Elder Abuse: What Nurses Should Know to Stop It

Elder Abuse: What Nurses Should Know to Stop It

Incidents of elder abuse are on the rise, with one report stating that one out of three nursing homes will be the site of this crime. At the same time, it is believed that abuse of the elderly is also under-reported.

The National Center on Elder Abuse (NCEA) defines elder abuse in broad terms, calling it “Any knowing, intentional, or negligent act by a caregiver or any other person that causes harm or a serious risk of harm to a vulnerable adult.” As the population as a whole ages, it’s important for nurses to be aware of the issues, to recognize the signs of abuse, and to follow through on reporting suspected abuse. (In every state, nurses are listed as mandated reporters—those who are legally required to report instances of abuse to law enforcement or an agency involved with adult protective services).

Victims of elder abuse are typically either physically frail or cognitively impaired—perhaps to the point that they become uncooperative or combative with their caregivers. Elder abuse can fall into several categories:

  • Physical abuse—assaults like hitting or shoving, as well as inappropriate use of restraints or confinement.
  • Neglect—ignoring the elderly person or not providing for basic needs like food, hygiene, medication, etc.
  • Emotional abuse—either verbal (yelling, scapegoating, insults, ridicule) or non-verbal (isolating the elderly person from friends, limiting activities, treating her like an infant, ignoring calls for help).
  • Sexual abuse—any non-consensual sexual act.
  • Financial exploitation—siphoning off money, stealing household items of value, forging a signature on financial documents, etc.

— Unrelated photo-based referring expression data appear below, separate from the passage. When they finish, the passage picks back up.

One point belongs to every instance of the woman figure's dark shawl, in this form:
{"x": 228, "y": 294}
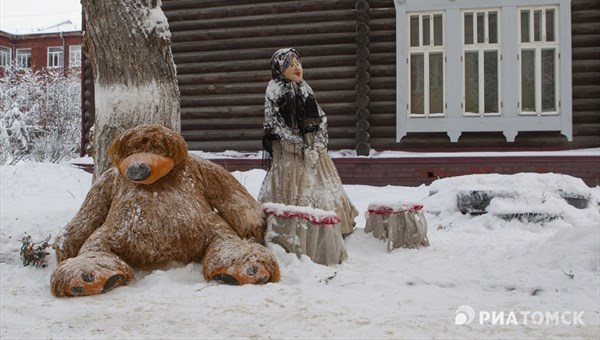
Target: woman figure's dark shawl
{"x": 291, "y": 111}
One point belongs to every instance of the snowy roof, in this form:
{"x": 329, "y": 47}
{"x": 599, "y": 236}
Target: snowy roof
{"x": 39, "y": 17}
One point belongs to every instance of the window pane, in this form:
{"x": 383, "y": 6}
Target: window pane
{"x": 436, "y": 83}
{"x": 438, "y": 30}
{"x": 426, "y": 31}
{"x": 417, "y": 84}
{"x": 468, "y": 28}
{"x": 414, "y": 30}
{"x": 493, "y": 27}
{"x": 550, "y": 25}
{"x": 537, "y": 25}
{"x": 480, "y": 28}
{"x": 4, "y": 56}
{"x": 548, "y": 80}
{"x": 490, "y": 71}
{"x": 528, "y": 81}
{"x": 472, "y": 82}
{"x": 525, "y": 26}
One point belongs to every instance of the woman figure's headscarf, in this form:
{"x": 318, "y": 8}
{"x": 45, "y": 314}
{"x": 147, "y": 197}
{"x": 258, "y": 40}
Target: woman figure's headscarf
{"x": 296, "y": 100}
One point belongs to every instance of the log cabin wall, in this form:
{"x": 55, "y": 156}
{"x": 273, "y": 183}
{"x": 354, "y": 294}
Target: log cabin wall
{"x": 585, "y": 18}
{"x": 222, "y": 50}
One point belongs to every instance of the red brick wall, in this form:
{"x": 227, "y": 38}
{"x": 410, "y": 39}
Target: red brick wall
{"x": 39, "y": 43}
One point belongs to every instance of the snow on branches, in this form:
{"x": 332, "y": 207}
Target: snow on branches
{"x": 40, "y": 115}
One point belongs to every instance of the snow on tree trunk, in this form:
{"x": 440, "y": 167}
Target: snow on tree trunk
{"x": 135, "y": 82}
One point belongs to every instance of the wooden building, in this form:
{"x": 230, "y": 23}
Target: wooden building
{"x": 434, "y": 76}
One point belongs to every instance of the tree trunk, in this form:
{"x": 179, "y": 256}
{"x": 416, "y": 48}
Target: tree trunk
{"x": 135, "y": 81}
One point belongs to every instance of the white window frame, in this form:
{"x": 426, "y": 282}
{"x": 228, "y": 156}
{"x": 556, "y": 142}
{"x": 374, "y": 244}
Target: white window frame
{"x": 509, "y": 121}
{"x": 538, "y": 47}
{"x": 426, "y": 49}
{"x": 5, "y": 56}
{"x": 75, "y": 56}
{"x": 23, "y": 55}
{"x": 481, "y": 48}
{"x": 56, "y": 57}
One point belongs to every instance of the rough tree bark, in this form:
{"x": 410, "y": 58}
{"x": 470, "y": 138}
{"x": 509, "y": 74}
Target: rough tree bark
{"x": 129, "y": 44}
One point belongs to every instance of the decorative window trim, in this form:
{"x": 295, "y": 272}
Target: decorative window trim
{"x": 509, "y": 121}
{"x": 5, "y": 56}
{"x": 20, "y": 54}
{"x": 56, "y": 58}
{"x": 75, "y": 56}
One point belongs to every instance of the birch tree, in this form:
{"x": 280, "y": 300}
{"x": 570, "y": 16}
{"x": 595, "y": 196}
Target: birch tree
{"x": 129, "y": 44}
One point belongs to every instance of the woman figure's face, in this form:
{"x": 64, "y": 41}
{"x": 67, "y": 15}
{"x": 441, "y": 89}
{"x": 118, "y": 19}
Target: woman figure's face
{"x": 294, "y": 71}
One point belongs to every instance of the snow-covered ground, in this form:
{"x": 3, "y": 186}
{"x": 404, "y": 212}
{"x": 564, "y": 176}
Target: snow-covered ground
{"x": 542, "y": 278}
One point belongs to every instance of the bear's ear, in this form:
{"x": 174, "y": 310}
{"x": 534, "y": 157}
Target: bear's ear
{"x": 114, "y": 151}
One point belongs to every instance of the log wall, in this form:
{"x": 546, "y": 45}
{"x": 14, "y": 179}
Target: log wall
{"x": 222, "y": 50}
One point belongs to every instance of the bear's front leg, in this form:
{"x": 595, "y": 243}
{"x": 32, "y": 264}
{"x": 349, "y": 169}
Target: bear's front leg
{"x": 237, "y": 261}
{"x": 90, "y": 273}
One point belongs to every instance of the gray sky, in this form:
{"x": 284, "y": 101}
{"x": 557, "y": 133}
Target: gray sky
{"x": 29, "y": 16}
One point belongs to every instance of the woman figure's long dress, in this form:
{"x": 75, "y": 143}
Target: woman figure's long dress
{"x": 292, "y": 179}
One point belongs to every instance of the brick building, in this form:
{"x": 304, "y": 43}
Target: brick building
{"x": 41, "y": 50}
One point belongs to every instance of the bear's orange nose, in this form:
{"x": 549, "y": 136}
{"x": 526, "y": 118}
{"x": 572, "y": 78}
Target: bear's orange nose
{"x": 145, "y": 168}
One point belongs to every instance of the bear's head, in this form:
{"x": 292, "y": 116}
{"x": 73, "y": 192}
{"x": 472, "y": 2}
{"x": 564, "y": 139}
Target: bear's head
{"x": 145, "y": 153}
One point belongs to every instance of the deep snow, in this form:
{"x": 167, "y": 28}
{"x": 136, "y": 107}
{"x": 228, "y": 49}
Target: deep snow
{"x": 484, "y": 262}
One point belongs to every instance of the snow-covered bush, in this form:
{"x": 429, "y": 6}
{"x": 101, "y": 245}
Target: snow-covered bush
{"x": 40, "y": 115}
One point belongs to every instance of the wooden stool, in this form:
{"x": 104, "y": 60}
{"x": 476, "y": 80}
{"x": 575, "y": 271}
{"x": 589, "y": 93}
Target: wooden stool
{"x": 306, "y": 231}
{"x": 401, "y": 224}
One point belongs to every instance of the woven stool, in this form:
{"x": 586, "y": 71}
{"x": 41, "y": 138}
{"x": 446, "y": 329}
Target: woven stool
{"x": 306, "y": 231}
{"x": 401, "y": 224}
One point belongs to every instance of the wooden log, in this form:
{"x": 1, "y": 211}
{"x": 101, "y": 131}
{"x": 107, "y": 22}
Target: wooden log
{"x": 586, "y": 117}
{"x": 261, "y": 65}
{"x": 265, "y": 31}
{"x": 263, "y": 42}
{"x": 363, "y": 125}
{"x": 262, "y": 8}
{"x": 262, "y": 20}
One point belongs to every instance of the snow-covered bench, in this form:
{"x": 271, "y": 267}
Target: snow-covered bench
{"x": 306, "y": 231}
{"x": 401, "y": 224}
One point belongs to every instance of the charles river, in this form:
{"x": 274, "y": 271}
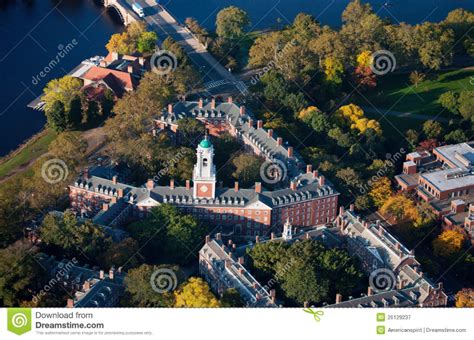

While elder abuse can occur in hospitals, nursing homes, rehab facilities, and adult day care centers, it most often occurs in the home, with the victim’s adult offspring or another caregiver acting as perpetrators. Unlike children and teens who must attend school, the elderly often become isolated and have little contact with anyone other than their caregivers. This is why it’s so vital for nurses to have their eyes open and look for red flags during every encounter with an elderly patient. Some signs to watch for in your elderly patients include:

  • Physical clues: You notice your patient suffers from poor hygiene, dehydration, weight loss, burns, restraint marks, bruises, fractures, pressure sores, frequent infections, or missing medical aids (glasses, hearing aids, dentures, walkers).
  • Mental/emotional clues: You notice your patient is confused, anxious, depressed, suspicious, or fearful.
  • Caregiver clues: You notice your patient’s caregiver seems unstable, shows signs of substance abuse, has an untreated mental illness, talks about feeling burdened, or seems resentful.
  • Relationship/support clues: You notice the patient’s family speaks for the patient or won’t let you talk to the patient alone, delays seeking care, changes doctors frequently, keeps the patient in isolation or without adequate supervision for her condition, or makes financial decisions that seem contrary to good stewardship. Even if you don’t witness these things directly, your patient may hint at them.
  • Environmental clues: If you work in home health, you may notice firsthand there is clutter, filth, unsanitary food storage, unsafe conditions, or no heat. If your patient encounters are in a clinical setting, you might consider asking about the patient’s environment.

Any time you have a reasonable suspicion that something isn’t right, follow your instincts. Watch, look at, and listen to your patient. Ask if she has any concerns, or if she needs help in any way. If your assessment seems to indicate your patient is enduring physical abuse, neglect, mental anguish, financial exploitation, or any other unusual situation, you should document everything you see and hear. Depending on the situation, you may need to intervene immediately—but when there is doubt as to the next steps, share your concerns with your supervisor or an administrator. Remember that the nursing code of ethics requires you to advocate for your patient; do not look the other way.